All wealth is biological.

This post by Shannon Love (and the comments that follow) ((h/t instapundit)) tie in to the script I'm working on. She's more focused on the economic and free-riding aspect of expecting other people's children to support the economy in the next generation, but it all ties together.

My script is an adaptation of one of my stories, and one of the few where I *knew* the title and theme before I'd even written it. Defending Confinement. "Date of Confinement" is what they used to call the day that a woman went into labor.

It's morphed a bit over time and certainly has changed since I started to think of it as a movie.

Renegade belt miners have built a hardscrabble society selling ore and are attempting to expand into the middle market with the construction of an ore refinery. The corporation opposing this pushes for child welfare laws to be enforced. The miners, a bunch of brutish, near criminal men, maintain small stations where they "confine" their women and make them have children. A well meaning woman puts herself at considerable risk to infiltrate the miners and rescue the children.

The "civilized" society sees having children as *bad*. Bad for women, at the very least.

The "uncivilized" society sees children as a valuable and necessary resource, and what appears to be an oppressive patriarchy is actually a strong matriarchy. Small children are coddled in the nursery and expected to contribute once out of the nursery. As junior they study and work. At the age of 14 they begin apprenticeships and adult labor with the respect accorded any other contributing member of their community. At the age of 17 a young woman planning to be a doctor is delivering babies and assisting in the minor surgeries the miners are equipt to handle. At the age of 21 a young man is in charge of the construction of the ore refinery.

The "children" saved from this life do not consider themselves "children," nor helpless, nor in need of rescue. They are frustrated and angry at being disrespected and their opinions ignored. As things go from bad to worse they decide they have no choice but to take action, hijack the entire space station by planting explosives (they've been training to be *miners* after all) and steal a top-secret military vessel to get away.

The woman who "saved" them is forced to see the attitudes toward children that she's always taken for granted. She is frustrated that her superiors can't recognize that letting the "kids" roam the station is dangerous. Because she is pregnant she has to face the attitudes her community has toward "breeders" and the automatic loss of respect for her opinion that is part of that. She eventually crosses over to the other side, at least philosophically, and names her daughter after the child's great great grandmother, the matriarch of the belt-miners, who died during the "rescue" of the children.

She finally understands that the belt miners really meant it when they told her to collect the enormous bounty that had been on the old woman's head for 70 years because the corporation forced to pay out is the same that promoted "for the children" as a way to cripple the miners and their plans for economic expansion.

I think this is going to be a hard sell... how does one present a movie about having babies as something that will appeal to young men? Sure, it's got spaceships and violence and fighting back against "adults" who want to control you... but it's about having children.
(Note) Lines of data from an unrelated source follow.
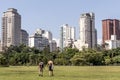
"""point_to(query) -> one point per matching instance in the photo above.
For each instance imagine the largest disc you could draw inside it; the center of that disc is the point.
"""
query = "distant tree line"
(24, 55)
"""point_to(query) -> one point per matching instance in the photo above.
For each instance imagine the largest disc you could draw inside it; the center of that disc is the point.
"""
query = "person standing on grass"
(50, 67)
(41, 66)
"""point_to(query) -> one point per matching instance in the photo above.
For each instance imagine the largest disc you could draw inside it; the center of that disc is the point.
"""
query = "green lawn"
(61, 73)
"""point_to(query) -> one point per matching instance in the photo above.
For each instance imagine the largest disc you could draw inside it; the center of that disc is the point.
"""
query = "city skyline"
(50, 15)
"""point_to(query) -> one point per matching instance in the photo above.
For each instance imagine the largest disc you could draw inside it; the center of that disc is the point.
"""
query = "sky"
(51, 14)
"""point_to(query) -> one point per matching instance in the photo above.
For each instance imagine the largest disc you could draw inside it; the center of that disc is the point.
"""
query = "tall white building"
(67, 36)
(11, 28)
(88, 33)
(42, 39)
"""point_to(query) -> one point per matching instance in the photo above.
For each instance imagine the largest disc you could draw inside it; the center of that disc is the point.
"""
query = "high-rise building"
(110, 27)
(88, 33)
(42, 39)
(67, 36)
(11, 28)
(24, 37)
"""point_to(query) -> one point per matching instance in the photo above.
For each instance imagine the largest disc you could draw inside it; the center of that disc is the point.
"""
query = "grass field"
(61, 73)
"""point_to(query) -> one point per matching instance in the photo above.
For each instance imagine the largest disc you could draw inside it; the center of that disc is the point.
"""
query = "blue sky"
(51, 14)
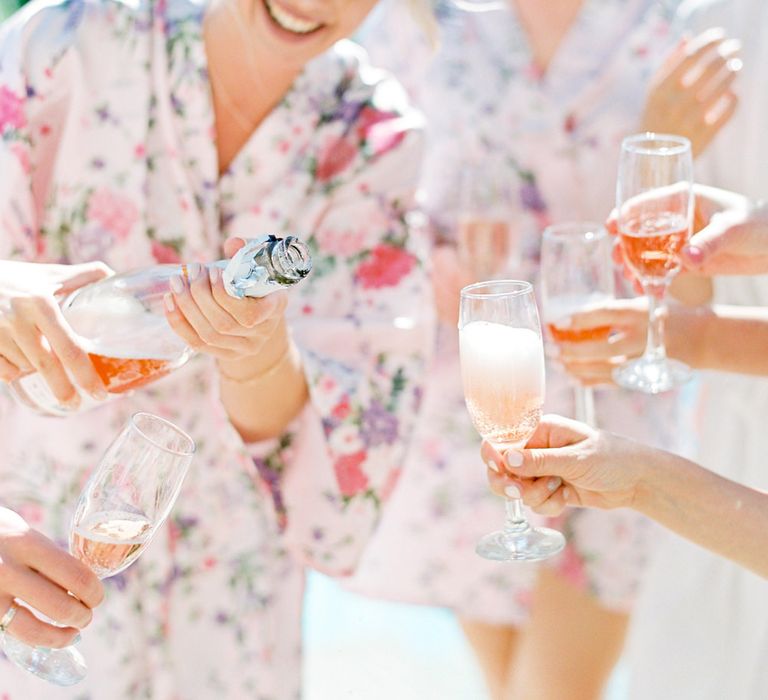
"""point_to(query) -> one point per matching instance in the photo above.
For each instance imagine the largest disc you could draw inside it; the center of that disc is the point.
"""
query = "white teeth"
(289, 21)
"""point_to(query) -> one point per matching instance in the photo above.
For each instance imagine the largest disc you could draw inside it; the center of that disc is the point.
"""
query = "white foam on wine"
(115, 527)
(122, 328)
(493, 354)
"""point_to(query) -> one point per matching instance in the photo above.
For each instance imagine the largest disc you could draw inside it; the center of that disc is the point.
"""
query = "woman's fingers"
(38, 352)
(249, 313)
(617, 345)
(29, 629)
(61, 568)
(544, 500)
(206, 336)
(74, 359)
(697, 50)
(219, 318)
(45, 596)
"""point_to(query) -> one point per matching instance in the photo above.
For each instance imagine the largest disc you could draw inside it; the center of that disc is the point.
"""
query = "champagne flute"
(122, 505)
(654, 201)
(576, 272)
(502, 367)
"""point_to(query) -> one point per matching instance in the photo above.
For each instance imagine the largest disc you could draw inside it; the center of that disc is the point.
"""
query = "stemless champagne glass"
(654, 201)
(502, 367)
(576, 272)
(122, 505)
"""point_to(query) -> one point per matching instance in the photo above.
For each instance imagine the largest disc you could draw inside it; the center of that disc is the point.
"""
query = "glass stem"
(515, 522)
(654, 348)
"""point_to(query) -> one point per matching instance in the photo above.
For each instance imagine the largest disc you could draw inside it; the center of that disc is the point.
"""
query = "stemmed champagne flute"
(502, 367)
(576, 272)
(122, 505)
(654, 202)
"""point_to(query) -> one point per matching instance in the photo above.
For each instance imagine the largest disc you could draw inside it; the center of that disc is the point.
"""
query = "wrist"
(274, 354)
(688, 330)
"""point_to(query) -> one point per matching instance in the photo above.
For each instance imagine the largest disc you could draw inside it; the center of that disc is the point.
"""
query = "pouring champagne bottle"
(120, 321)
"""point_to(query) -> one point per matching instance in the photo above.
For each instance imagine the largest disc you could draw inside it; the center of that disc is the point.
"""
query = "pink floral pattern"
(213, 608)
(554, 140)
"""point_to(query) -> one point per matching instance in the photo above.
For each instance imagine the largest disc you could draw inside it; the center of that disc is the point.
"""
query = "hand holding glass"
(654, 201)
(502, 367)
(122, 505)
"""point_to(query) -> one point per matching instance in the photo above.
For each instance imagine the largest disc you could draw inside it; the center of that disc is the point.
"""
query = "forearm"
(724, 338)
(725, 517)
(263, 394)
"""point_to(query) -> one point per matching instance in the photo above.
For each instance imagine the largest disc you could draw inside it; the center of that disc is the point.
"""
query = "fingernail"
(177, 285)
(491, 464)
(193, 271)
(694, 253)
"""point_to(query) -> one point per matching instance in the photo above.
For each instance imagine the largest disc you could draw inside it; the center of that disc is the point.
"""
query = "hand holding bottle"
(210, 320)
(34, 335)
(33, 569)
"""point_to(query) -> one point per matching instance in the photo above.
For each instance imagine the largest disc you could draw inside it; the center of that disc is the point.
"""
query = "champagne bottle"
(120, 321)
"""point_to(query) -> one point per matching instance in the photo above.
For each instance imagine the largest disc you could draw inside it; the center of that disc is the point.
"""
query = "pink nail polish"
(177, 285)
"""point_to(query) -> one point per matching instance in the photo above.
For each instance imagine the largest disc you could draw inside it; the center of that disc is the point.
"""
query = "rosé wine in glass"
(503, 373)
(502, 367)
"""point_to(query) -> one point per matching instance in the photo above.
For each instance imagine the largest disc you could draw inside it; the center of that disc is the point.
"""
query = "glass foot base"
(652, 377)
(532, 544)
(62, 667)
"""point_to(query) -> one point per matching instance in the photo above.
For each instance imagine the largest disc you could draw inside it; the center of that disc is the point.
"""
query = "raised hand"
(34, 336)
(34, 570)
(691, 94)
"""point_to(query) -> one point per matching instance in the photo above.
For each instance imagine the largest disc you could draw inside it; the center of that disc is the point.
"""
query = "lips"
(288, 21)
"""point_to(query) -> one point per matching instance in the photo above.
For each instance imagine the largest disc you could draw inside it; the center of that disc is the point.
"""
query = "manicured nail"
(694, 253)
(177, 285)
(554, 483)
(193, 271)
(491, 464)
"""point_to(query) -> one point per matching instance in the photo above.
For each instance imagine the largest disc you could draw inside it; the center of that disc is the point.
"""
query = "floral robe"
(107, 153)
(557, 139)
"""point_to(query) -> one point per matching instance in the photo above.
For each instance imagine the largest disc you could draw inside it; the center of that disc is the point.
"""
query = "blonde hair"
(424, 15)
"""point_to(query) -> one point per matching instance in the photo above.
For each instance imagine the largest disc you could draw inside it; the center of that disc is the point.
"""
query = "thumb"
(232, 245)
(709, 241)
(539, 462)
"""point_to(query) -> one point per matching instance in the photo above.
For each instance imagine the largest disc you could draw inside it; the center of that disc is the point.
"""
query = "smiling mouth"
(289, 22)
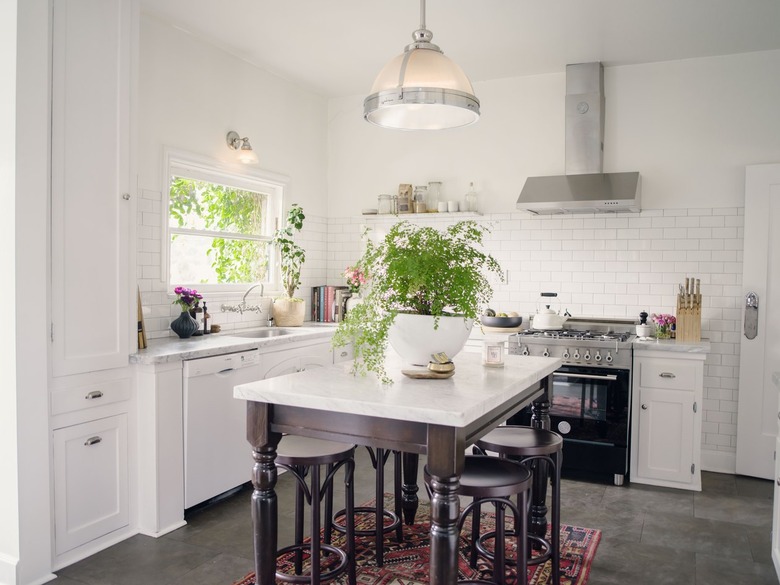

And I think that will appeal to young men BECAUSE they've been told since they were little that having children is bad, children are consumers, that THEY are a drain on the world's resources, a hinderance to their parents, and probably shouldn't have been born. Wait! You say they weren't told that? What message is sent every time a teenager is told that having children will ruin their lives? They aren't so old that they aren't going to associate that with their own existance.

This movie would appeal on a primal level to young people, to young men, even if it is about having kids.

It probably needs a different title though.

Logline? All wealth is biological. An old feud is carried on into the next generation after an infamous space pirate is killed by a corporate agent.

Update: My friend Sandy wrote some related thoughts on her new blog a couple days ago. I could have written this post nearly word for word myself.